The key to agile data science: experimentation

A real-world example of how a short delivery cycle fosters creativity.

By Jerry Overton
July 14, 2015
tree_of_science_by_markpiet-d32fnfa

I lead a research team of data scientists responsible for discovering insights that lead to market and competitive intelligence for our company, Computer Sciences Corporation (CSC). We are a busy group. We get questions from all different areas of the company and it’s important to be agile.

The nature of data science is experimental. You don’t know the answer to the question asked of you — or even if an answer exists. You don’t know how long it will take to produce a result or how much data you need. The easiest approach is to just come up with an idea and work on it until you have something. But for those of us with deadlines and expectations, that approach doesn’t fly. Companies that issue you regular paychecks usually want insight into your progress.

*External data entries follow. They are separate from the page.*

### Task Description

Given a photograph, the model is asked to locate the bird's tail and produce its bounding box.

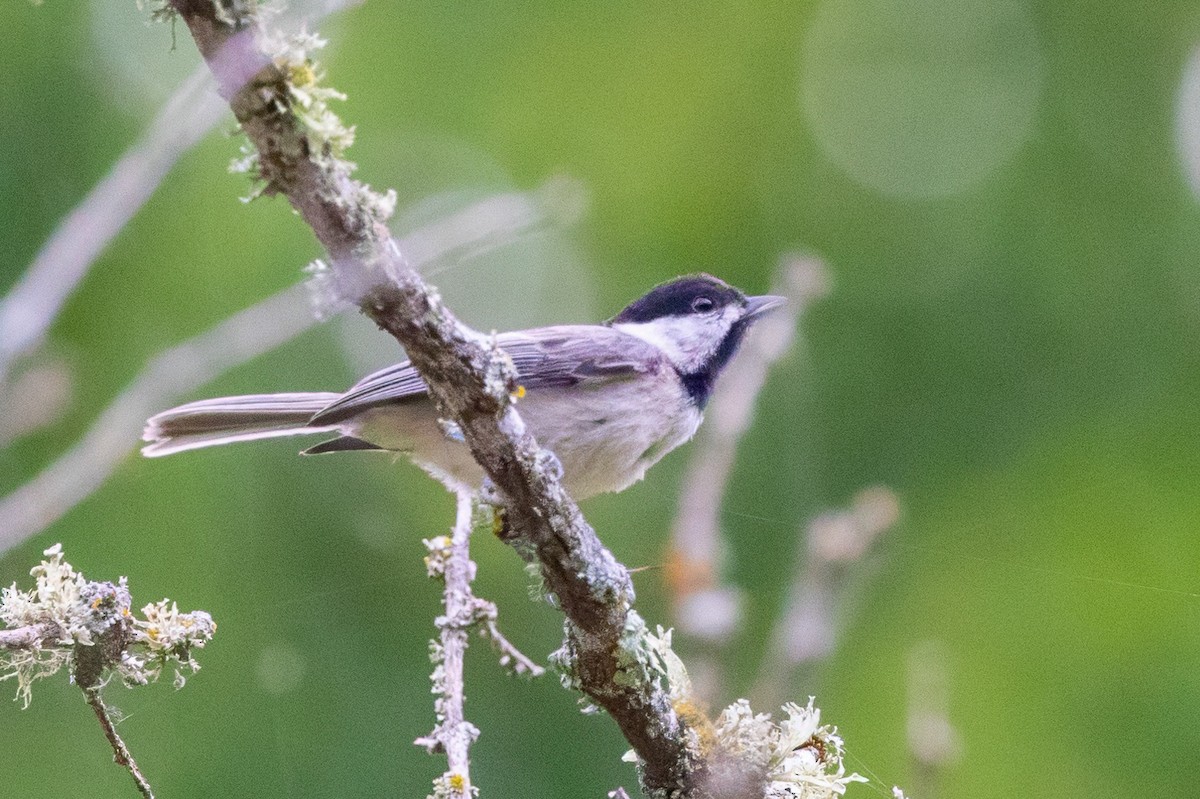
[142,392,341,457]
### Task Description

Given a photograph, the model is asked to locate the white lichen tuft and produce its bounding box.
[713,698,866,799]
[262,28,354,160]
[644,625,691,702]
[0,543,216,707]
[130,599,217,689]
[421,535,452,579]
[767,697,868,799]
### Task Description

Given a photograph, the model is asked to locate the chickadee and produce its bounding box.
[142,275,784,499]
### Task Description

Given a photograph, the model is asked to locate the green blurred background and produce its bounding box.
[0,0,1200,799]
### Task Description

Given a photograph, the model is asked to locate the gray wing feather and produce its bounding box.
[310,325,665,425]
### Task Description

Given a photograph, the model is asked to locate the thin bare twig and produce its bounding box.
[172,0,706,797]
[751,486,900,702]
[83,685,154,799]
[475,597,546,677]
[0,286,316,552]
[416,491,479,799]
[0,67,227,384]
[667,254,829,701]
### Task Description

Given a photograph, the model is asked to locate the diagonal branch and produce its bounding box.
[0,187,566,552]
[164,0,703,795]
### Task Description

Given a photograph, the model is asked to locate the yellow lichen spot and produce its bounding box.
[671,698,718,756]
[288,62,317,86]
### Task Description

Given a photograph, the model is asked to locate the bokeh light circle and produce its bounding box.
[800,0,1043,198]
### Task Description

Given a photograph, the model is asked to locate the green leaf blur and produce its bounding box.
[0,0,1200,799]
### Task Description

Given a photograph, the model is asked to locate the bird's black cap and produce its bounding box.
[608,275,746,324]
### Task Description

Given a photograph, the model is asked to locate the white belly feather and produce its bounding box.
[344,376,701,499]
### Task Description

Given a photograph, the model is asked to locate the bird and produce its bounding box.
[142,274,785,499]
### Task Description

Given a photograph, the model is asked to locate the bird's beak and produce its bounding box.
[744,294,787,319]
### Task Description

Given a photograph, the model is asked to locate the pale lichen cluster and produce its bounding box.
[585,612,868,799]
[0,543,216,707]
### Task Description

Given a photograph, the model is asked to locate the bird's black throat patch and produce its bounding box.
[676,318,752,410]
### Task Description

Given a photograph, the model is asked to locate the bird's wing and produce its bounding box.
[310,325,665,425]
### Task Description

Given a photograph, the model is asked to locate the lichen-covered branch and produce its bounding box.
[170,0,704,795]
[0,545,216,799]
[416,492,479,799]
[0,186,568,552]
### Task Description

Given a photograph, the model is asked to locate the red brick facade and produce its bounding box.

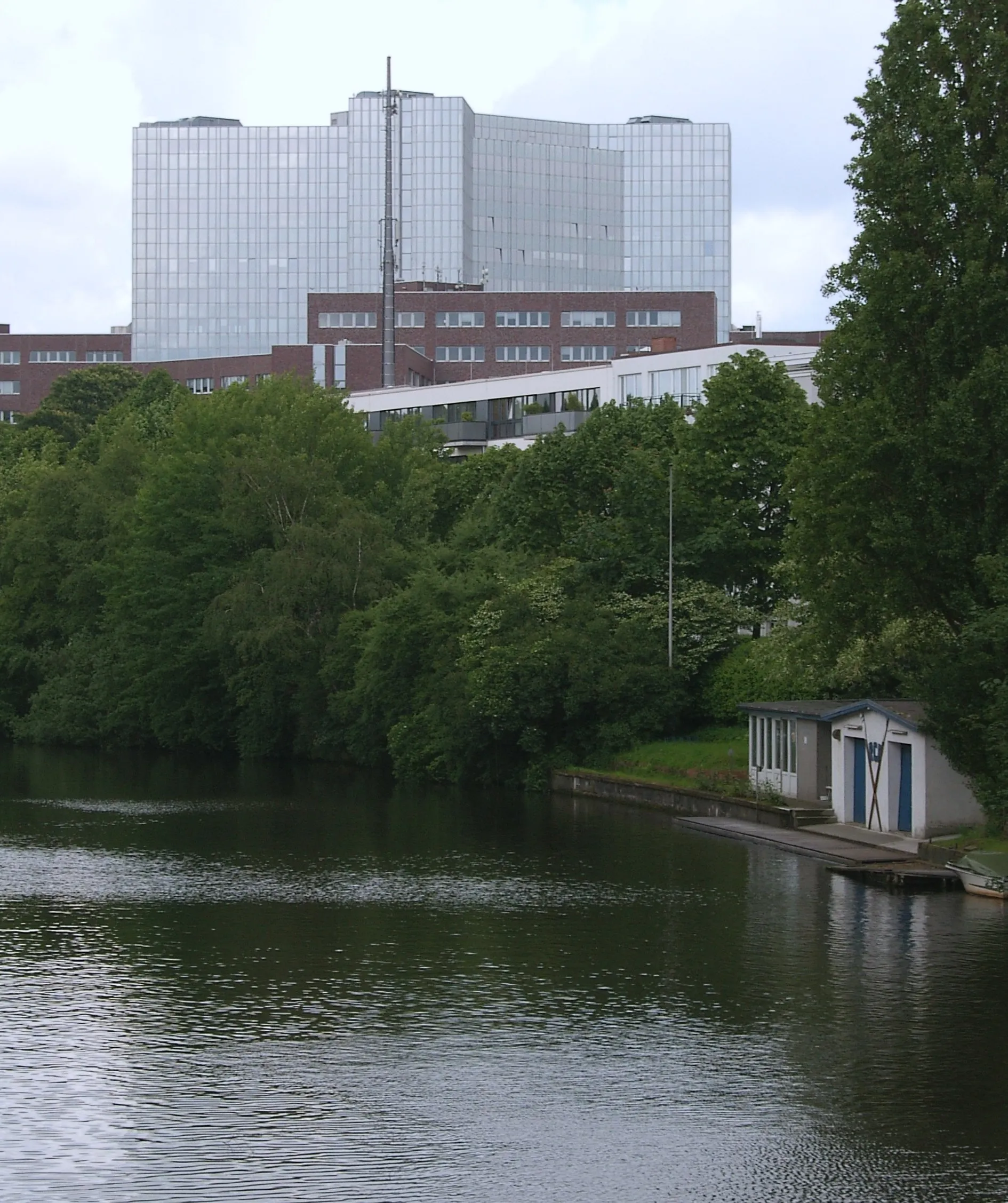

Learn faster. Dig deeper. See farther.

Join the O'Reilly online learning platform. Get a free trial today and find answers on the fly, or master something new and useful.

Learn more

This is where being agile matters. An agile data scientist works in small iterations, pivots based on results, and learns along the way. Being agile doesn’t guarantee that an idea will succeed, but it does decrease the amount of time it takes to spot a dead end. Agile data science lets you deliver results on a regular basis and it keeps stakeholders engaged.

The key to agile data science is delivering data products in defined time boxes — say, two- to three-week sprints. Short delivery cycles force us to be creative and break our research into small chunks that can be tested using minimum viable experiments. We deliver something tangible after almost every sprint for our stakeholders to review and give us feedback. Our stakeholders get better visibility into our work, and we learn early on if we are on track.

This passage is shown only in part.